Tree identification can be very difficult in winter when all you are presented with is a bare silhouette of the branches and the bark of the stem to consider. The task becomes slightly easier in spring when the leaves form and certainly by the time the fruit or seeds have emerged then it should be relatively straight forward.
Well. I have had three goes at identifying one particular set of trees/shrubs in Pop’s Wood and have got it wrong on the first two occasions. At the first attempt I identified the mystery tree to be a blackthorn and was looking forward to picking the sloes in autumn and making some sloe gin. When the fruit appeared they were a lot bigger than I excepted and strangely the wrong colour. This didn’t put me off though and I dismissed the size and colour discrepancies and celebrated the fact that they were huge sloes.

Closer scrutiny and a more sober look at the crop made me have second thoughts and having consulted the text books I realised my mistake and so at the second attempt very confidently identified the tree as being a crab apple. The size and colour of the fruit made it unmistakable. How silly of me to think that is was a blackthorn. This was good news as the wood from a crab apple is good for firewood and is suitable for carving.

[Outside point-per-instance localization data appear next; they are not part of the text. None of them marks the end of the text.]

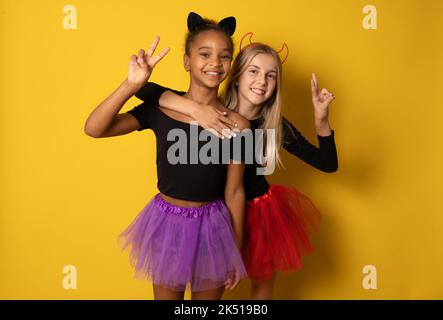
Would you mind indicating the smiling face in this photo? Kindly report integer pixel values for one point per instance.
(258, 81)
(209, 58)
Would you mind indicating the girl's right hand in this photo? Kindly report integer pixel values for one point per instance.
(209, 117)
(141, 66)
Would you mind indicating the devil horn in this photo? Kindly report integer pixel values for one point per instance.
(283, 52)
(249, 36)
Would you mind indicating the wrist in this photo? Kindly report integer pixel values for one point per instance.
(131, 86)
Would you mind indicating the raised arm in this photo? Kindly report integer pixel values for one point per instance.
(105, 120)
(323, 157)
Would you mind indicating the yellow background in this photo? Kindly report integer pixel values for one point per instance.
(66, 196)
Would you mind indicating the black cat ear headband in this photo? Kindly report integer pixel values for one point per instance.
(195, 21)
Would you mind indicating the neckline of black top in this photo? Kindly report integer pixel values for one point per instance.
(175, 120)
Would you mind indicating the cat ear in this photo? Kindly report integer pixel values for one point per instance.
(228, 24)
(194, 20)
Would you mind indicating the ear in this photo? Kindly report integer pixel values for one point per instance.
(186, 62)
(229, 24)
(194, 20)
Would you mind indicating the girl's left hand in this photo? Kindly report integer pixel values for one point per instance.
(320, 99)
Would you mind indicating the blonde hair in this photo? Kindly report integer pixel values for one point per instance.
(270, 110)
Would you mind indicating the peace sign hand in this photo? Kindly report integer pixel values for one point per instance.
(320, 100)
(141, 66)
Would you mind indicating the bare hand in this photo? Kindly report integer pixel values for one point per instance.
(209, 117)
(320, 100)
(141, 66)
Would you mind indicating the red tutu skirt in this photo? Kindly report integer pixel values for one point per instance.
(277, 229)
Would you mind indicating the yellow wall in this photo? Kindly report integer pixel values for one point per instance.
(66, 196)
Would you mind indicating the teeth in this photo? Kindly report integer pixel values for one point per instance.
(258, 91)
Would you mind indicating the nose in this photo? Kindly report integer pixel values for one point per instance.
(262, 79)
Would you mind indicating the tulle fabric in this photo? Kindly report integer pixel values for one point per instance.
(277, 229)
(175, 246)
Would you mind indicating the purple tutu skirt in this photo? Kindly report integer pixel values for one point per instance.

The fruit on the “crab apple tree” matured and ripened over the next few weeks to a gorgeous deep, well….. plum colour and were soon ready for harvesting. The tree has sprawled over the years and so is quite close to the ground and it was easy to clamber in amongst the low lying branches and pick a huge bag of crab apples. At home we have a book called “A year in a bottle” which details various fruit that you can preserve as they ripen and store for use later throughout the year. There was the usual crab apple jelly and jam recipes but also a really nice sounding way of making a crab apple lemonade which only took a week or so to ferment. I assembled the ingredients, carefully washed the crab apples and then started to remove the stones from their centre. Hold on a minute – crab apples don’t have stones in them. Back to the “A foolproof guide to identifying trees” hand book!

It turns out that the crab apples were a lovely plum colour because they are in fact lovely cherry plums. In a way that is better than crab apples as they are a lot more edible.
So this week I have mainly been eating stewed plums and custard. I guess that that is it as far as the identification of this particular tree goes. They say that the proof of the pudding is in the eating and that process turned out to provide the absolute fool proof evidence in this case. Not so sure that approach would work so well with mushrooms.